A estas alturas es evidente que el sistema de salud colombiano viene en franco deterioro. Para muestra, un botón: escasez generalizada de medicamentos para tratamientos de alto riesgo; más de un millón de vacunas pediátricas contra el COVID perdidas; interinidad de casi 18 meses en el INVIMA; y deudas multimillonarias del Estado con las EPS que comprometen seriamente la sostenibilidad financiera del sistema. Se citan solo algunas evidencias.
Las declaraciones de algunos funcionarios del gobierno parecieran dar razón a aquellas voces que sugieren que todo ha sido orquestado para acabar con las EPS y justificar la aprobación de la  reforma. Un remedio que sería una condena para el que puede ser uno de los mayores logros sociales desde la Constitución de 1991: una cobertura cuasi universal en acceso a la salud, con protección financiera para sus usuarios. 
La Representante a la Cámara, Catherine Juvinao, expresa con gran elocuencia : “Esta no es una reforma centrada en el paciente sino en quien maneja la chequera; no resuelve la crisis financiera del sistema; fragmenta peligrosamente los servicios de salud; elimina la libre elección; presenta múltiples incentivos a la corrupción en tanto delimita o elimina algunos controles y auditorias que actualmente tiene el sistema; no tiene ninguna disposición concreta para la Colombia rural y la salud rural; entonces es una reforma que no resuelve nada de lo que promete resolver…” Otras voces autorizadas, como la del exministro Alejandro Gaviria, califican la reforma como un “exabrupto”. 
Y es que, a grandes rasgos, entre todo lo expresado por tantos y tantos personajes, como Juvinao, Gaviria y otros tantos, conviene destacar tres despropósitos que trae consigo la reforma: eliminar el sistema de aseguramiento; estatizar el servicio; y carecer de todo sustento financiero pues ni siquiera se sabe cuánto costaría. Vamos por partes.
La reforma elimina el sistema de aseguramiento a través de las EPS. ¡Gravísimo! Los más de 15.000 cotizantes del actual sistema que padecen de enfermedad renal crónica, por citar solo un ejemplo, pueden cubrir su tratamiento gracias a que las EPS les garantizan los recursos para diálisis, medicamentos, cirugía, hospitalización, etc. Es lo que se conoce como el principio de solidaridad, según el cual los aportes que hacen los empleados y patronos, y el Estado, se concentran en una “bolsa común” para financiar la atención a las personas enfermas. En otras palabras, con el dinero de las personas sanas se atienden las enfermas, lo que cuida el bolsillo del paciente y asegura que todos tengamos cobertura en caso de enfermedad. 
Si la reforma llegare a aprobarse ¿qué pasará con los tratamiento para diabetes, cáncer, hipertensión, condiciones pulmonares, trastornos endocrinos, enfermedades cardíacas, entre tantas otras?, ¿qué tal una nueva pandemia?, ¿ante quién acudiríamos? ¡Válgame Dios! 

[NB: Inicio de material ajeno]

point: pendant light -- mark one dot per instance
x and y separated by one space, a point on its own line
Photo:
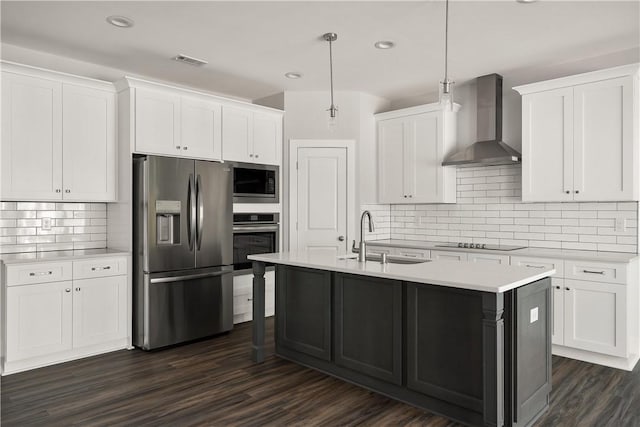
333 110
446 85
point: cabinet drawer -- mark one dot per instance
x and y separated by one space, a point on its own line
99 267
413 253
41 272
540 263
596 271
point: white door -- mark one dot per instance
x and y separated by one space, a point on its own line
237 134
31 148
321 198
89 149
547 146
38 319
423 163
595 317
603 144
391 137
267 137
99 310
201 128
157 122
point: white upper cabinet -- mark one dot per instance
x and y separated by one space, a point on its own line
177 122
250 136
58 136
580 137
157 122
412 144
201 129
89 150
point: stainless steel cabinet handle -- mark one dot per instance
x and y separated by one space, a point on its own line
200 213
41 273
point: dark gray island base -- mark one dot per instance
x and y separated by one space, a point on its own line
480 358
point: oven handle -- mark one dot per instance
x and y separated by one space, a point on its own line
253 228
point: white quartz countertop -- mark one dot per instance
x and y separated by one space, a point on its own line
467 275
60 255
623 257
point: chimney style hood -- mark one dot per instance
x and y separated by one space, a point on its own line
490 149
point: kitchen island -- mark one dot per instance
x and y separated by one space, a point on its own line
465 340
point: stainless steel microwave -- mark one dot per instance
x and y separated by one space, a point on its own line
254 183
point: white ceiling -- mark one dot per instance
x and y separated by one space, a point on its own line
250 45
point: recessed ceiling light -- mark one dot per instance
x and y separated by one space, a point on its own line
120 21
384 44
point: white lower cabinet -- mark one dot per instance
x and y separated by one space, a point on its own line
595 317
39 319
99 310
243 296
54 321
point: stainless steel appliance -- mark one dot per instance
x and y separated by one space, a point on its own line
489 148
183 284
254 233
488 247
255 183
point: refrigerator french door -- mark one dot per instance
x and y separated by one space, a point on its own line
183 243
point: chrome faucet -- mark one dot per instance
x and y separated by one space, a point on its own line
362 254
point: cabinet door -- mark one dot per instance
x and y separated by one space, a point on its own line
448 255
237 134
38 319
157 122
99 310
267 138
391 137
368 326
603 140
89 151
423 159
595 317
304 323
201 128
31 149
557 313
547 146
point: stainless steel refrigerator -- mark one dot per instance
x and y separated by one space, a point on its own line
183 250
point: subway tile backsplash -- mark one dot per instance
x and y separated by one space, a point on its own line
490 210
73 226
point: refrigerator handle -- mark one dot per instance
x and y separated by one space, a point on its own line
191 205
200 204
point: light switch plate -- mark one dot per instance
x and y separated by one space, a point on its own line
533 315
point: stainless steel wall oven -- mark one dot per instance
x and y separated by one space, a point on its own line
254 233
254 183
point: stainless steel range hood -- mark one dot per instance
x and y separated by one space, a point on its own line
490 149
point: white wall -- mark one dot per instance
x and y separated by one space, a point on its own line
306 118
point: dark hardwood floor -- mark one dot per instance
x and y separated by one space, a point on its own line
213 382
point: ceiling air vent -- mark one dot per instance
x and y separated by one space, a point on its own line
189 60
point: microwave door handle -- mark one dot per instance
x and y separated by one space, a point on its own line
191 205
200 214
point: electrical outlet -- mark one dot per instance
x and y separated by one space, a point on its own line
46 223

Y es acá donde radica el verdadero despropósito de la reforma: estatizar la salud. Se pretende (¿por razones de ideología?) dejar en manos del Estado la atención de la salud de los colombianos, lo que implicaría devolvernos a las duras épocas del Seguro Social y dejar en manos de una entidad del Gobierno todas las funciones de operación del sistema, racionalización del gasto y fijación de tarifas. Y para rematar, el proyecto ni siquiera cuenta con el aval fiscal del Ministerio de Hacienda, pues “se estima” que costaría más de $140 billones a 2033. No se precisa la cifra. ¿Aprobará el Senado este “exabrupto” de reforma?
Que el sistema de salud es susceptible de mejorar, por supuesto que sí ¡y mucho! Pero queda claro que la actual propuesta No resolverá, y en cambio Sí agravará, la grave crisis de sostenibilidad financiera y operativa, de manera que el remedio resultaría peor que la enfermedad.